Head Driving Device

This application is a Continuation of U.S. application Ser. No. 18/640,280, filed Apr. 19, 2024, which is based upon and claims the benefit of priority from prior Japanese Patent Application No. 2023-079848, filed May 15, 2023, the entire contents of both of which are incorporated herein by reference.

The present invention relates to a head driving device of a data storage device using tape as a recording medium.

Data storage devices which use tape (magnetic tape) as a recording medium are known. Examples of data storage devices are described in U.S. Pat. No. 10,971,184 B (Patent Literature 1) and JP 2020-129424 A (Patent Literature 2). Conventional data storage devices comprise a case, tape accommodated in the case, a tape winding mechanism, a head assembly, and the like. Data is magnetically recorded in the tape. The head assembly includes a magnetic head, a head driving device which relatively moves the magnetic head with respect to the tape, and the like. The magnetic head includes elements for performing access such as reading of data recorded in the tape and wiring of data.

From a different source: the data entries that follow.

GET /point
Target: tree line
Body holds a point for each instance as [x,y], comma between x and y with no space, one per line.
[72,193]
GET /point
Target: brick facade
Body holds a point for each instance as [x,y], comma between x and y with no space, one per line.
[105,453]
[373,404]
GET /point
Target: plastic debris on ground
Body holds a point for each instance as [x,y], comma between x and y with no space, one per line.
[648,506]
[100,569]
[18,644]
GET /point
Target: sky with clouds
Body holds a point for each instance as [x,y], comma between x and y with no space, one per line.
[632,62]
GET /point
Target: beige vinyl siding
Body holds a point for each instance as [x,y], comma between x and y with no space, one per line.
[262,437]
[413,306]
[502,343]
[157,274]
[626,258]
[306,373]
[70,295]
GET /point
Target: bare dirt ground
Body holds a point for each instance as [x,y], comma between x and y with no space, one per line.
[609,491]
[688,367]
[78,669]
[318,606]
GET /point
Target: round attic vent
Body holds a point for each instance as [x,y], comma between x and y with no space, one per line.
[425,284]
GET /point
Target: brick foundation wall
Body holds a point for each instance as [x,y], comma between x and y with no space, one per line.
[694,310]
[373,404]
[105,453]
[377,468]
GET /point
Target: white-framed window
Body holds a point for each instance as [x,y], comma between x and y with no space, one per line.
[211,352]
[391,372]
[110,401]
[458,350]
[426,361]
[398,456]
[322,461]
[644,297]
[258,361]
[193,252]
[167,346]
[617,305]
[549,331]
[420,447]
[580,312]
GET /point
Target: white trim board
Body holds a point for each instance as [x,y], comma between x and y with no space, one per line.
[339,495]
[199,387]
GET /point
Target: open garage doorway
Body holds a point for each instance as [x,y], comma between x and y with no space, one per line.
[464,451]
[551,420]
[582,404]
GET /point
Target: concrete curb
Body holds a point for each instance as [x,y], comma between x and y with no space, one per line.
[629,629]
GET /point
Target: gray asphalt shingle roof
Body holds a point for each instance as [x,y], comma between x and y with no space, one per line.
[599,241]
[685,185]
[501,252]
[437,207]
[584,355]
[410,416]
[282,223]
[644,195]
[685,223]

The head driving device of the data storage device described in Patent Literature 1 includes a head stack assembly and a voice coil motor for moving the head stack assembly. A head arm including a spring function is provided at the distal end of the head stack assembly. A magnetic head is mounted on the head arm. The magnetic head moves in the width direction of the tape by the voice coil motor.

The head driving device of the data storage device described in Patent Literature 2 includes a coarse motion actuator and a micromotion actuator to handle the increase in the recording density of tape. The coarse motion actuator moves the magnetic head with a stroke which is relatively large. The micromotion actuator moves the magnetic head with a stroke which is relatively small. A stepping motor or a voice coil motor (VCM) is used for the coarse motion actuator. A piezoelectric element such as lead zirconate titanate (PZT) may be used for the micromotion actuator.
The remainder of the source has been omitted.